A corrida presidencial segue a todo vapor, trazendo uma pergunta que creio valer uma quantia milionária: o teorema do eleitor mediano da ciência econômica explica a conjuntura política do Brasil?

O tal teorema, enunciado inicialmente pelo economista escocês Duncan Black, na década de 1940, prevê que candidatos com chance de vitória devem mirar em campanhas voltadas para o centro do espectro ideológico.

A lógica é a seguinte: em uma democracia com regra de maioria, aquele que se distancia do meio dá votos de bandeja para o seu rival ocupar o espaço.

O matemático Harold Hotelling, em 1929, ofereceu um raciocínio rigoroso e visualmente impactante sobre o assunto.

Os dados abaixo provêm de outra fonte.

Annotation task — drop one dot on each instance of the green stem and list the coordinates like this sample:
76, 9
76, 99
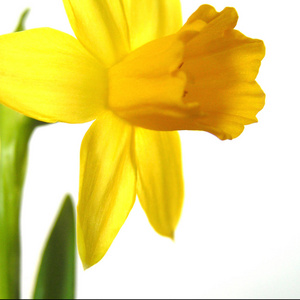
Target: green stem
15, 131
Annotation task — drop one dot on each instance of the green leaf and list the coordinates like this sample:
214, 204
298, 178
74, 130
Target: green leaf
56, 277
20, 26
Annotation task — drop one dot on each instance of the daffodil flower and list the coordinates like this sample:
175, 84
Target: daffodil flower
141, 76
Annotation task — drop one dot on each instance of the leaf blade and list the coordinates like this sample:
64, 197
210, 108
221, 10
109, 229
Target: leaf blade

Considere dois sorveteiros em uma faixa de praia.

Cada um deles, de maneira experimental, tenta várias opções para deixar o seu carrinho ou quiosque, mas a competição acirrada faz com que os dois percebam que o ponto mais lucrativo deve ser mesmo o centro da praia.

Ainda que na política a analogia seja válida, vale o alerta de que nem a praia e nem a política real têm consumidores distribuídos de maneira uniforme.

Tampouco podemos imaginar que os mais de 155 milhões de eleitores brasileiros tenham preferências organizadas como a famosa “curva do sino.”

Todos que acompanham as pesquisas de intenção de voto percebem retratos de um eleitorado polarizado em dois grandes picos comumente chamados de esquerda e direita, mesmo que as pessoas tenham dificuldade em compreender seus fundamentos.

Nesse cenário, as candidaturas do ex-governador de Goiás e o de Minas Gerais ao Executivo Federal parecem ser balões de ensaio para examinar se há mesmo fôlego para a moderação.

Ambos investem em temas que fisgam nossa atenção como a segurança pública, o combate à corrupção e a modernização do Estado. Além disso, defendem a anistia do ex-presidente Bolsonaro.

Estão de olho no mesmo eleitor de Flávio Bolsonaro e de outros descontentes com Lula da Silva e o mais recente ex-presidente. Difícil especular se eles conseguem mesmo mirar no eleitor mediano.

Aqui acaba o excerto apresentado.